Crop editor #353

StableLlama · 2025-03-22T13:43:45Z

This PR adds functionality to crop an image and set areas to include and exclude when the image gets exported. All new features are:

Export images ready to be used for training
Mark images manually or with the help of YOLO models to create masks for
inclusion and exclusion of image parts for masked training. Filter based on
markings and also their (partial) visibility
Crop images with advanced hints that respect relevant aspect ratios and
bucket sizes of the training scripts
Rate images with 0 to 5 stars and be able to use that for filtering
Show the tag count for the current filter setting
Filter for image size

I know it is big, so I tried to split off the first two steps, so it's building on #332 and #335 (for #332 I guess #337 would be beneficial as well, although I haven't tested it).

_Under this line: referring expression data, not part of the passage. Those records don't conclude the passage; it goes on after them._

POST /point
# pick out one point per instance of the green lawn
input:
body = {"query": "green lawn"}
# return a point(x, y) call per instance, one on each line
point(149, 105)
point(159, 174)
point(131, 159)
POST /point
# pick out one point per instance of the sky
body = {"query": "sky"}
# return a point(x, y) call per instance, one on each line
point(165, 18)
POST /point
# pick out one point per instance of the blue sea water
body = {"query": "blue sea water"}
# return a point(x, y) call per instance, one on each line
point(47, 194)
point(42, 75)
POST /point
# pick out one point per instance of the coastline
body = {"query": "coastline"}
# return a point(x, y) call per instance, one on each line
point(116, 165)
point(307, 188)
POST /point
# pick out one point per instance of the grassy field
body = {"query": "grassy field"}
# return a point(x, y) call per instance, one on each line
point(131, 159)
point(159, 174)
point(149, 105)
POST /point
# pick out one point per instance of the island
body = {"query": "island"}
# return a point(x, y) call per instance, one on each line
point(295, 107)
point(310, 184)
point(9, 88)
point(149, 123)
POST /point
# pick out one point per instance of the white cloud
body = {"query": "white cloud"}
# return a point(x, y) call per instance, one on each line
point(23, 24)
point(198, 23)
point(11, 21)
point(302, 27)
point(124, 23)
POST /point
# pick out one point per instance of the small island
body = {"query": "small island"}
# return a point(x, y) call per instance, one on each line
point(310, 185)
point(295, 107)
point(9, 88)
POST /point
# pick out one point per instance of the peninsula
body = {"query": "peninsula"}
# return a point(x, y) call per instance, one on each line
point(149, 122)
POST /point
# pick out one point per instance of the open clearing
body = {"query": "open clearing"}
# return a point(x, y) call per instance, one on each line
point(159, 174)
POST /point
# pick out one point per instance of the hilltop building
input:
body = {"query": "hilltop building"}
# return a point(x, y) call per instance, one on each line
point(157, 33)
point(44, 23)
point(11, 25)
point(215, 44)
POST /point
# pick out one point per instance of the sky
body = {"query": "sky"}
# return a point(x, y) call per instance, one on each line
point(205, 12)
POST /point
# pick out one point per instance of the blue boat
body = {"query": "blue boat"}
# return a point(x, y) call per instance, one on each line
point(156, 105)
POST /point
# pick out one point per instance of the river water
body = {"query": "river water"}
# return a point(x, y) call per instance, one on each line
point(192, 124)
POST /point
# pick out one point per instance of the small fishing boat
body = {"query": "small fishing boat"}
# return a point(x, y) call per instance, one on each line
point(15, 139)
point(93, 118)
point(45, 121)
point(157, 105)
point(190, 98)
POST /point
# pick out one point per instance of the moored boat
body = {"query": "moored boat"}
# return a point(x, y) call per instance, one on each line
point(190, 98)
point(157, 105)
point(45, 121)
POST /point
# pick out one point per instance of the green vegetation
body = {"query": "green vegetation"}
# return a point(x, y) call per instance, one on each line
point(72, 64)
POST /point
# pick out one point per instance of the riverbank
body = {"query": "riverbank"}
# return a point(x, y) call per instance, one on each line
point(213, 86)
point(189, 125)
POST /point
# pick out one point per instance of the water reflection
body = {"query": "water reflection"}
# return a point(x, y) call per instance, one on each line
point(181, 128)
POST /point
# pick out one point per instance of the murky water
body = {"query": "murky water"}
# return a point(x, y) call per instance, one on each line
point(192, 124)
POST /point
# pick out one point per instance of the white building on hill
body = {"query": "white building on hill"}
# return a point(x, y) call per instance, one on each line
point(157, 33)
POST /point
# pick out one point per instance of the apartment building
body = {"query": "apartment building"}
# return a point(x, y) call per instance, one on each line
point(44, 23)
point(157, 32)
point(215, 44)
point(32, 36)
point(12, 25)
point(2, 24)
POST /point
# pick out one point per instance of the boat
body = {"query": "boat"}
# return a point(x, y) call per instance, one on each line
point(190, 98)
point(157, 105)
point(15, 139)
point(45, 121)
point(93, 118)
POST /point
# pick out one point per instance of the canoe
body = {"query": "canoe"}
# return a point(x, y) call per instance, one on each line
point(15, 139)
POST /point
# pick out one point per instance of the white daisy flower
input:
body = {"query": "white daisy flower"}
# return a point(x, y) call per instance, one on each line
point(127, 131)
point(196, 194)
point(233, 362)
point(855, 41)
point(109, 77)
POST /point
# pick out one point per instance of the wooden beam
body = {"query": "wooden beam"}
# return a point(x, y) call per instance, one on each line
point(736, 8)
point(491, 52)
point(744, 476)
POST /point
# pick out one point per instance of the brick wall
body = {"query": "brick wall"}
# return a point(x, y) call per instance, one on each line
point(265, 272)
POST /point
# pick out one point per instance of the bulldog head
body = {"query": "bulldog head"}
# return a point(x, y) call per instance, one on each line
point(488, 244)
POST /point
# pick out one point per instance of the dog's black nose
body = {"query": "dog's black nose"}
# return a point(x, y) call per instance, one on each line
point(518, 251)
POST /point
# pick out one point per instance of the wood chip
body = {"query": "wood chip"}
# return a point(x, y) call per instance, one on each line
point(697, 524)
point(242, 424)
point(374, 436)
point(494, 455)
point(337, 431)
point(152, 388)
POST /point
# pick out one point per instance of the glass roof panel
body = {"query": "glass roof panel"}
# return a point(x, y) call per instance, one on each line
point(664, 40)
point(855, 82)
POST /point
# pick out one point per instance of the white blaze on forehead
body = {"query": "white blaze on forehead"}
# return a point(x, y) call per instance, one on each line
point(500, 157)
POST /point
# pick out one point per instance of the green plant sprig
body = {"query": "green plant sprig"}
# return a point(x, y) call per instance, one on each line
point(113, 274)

The changes and new features are best described in the updated README: https://github.com/StableLlama/taggui/tree/crop_editor?tab=readme-ov-file#cropping-and-masking-with-markings

Screenshot, simulating a clothing LoRA dataset preparation, with the new features active.

At this time this PR is now 100% ~~90%~~ ~~80%~~ ready and I'd be happy about a first review and probably some foreign testing. To make it 100% ready, and to change it from draft to a real pull request, still missing is:

Implementation of feature detection models to automatically create hints, includes and excludes
Testing with real world data

Additional internal changes in this PR:

simplify settings infrastructure

Still missing: - color space handling - JPEG XL (different PR) - crop editor (different PR)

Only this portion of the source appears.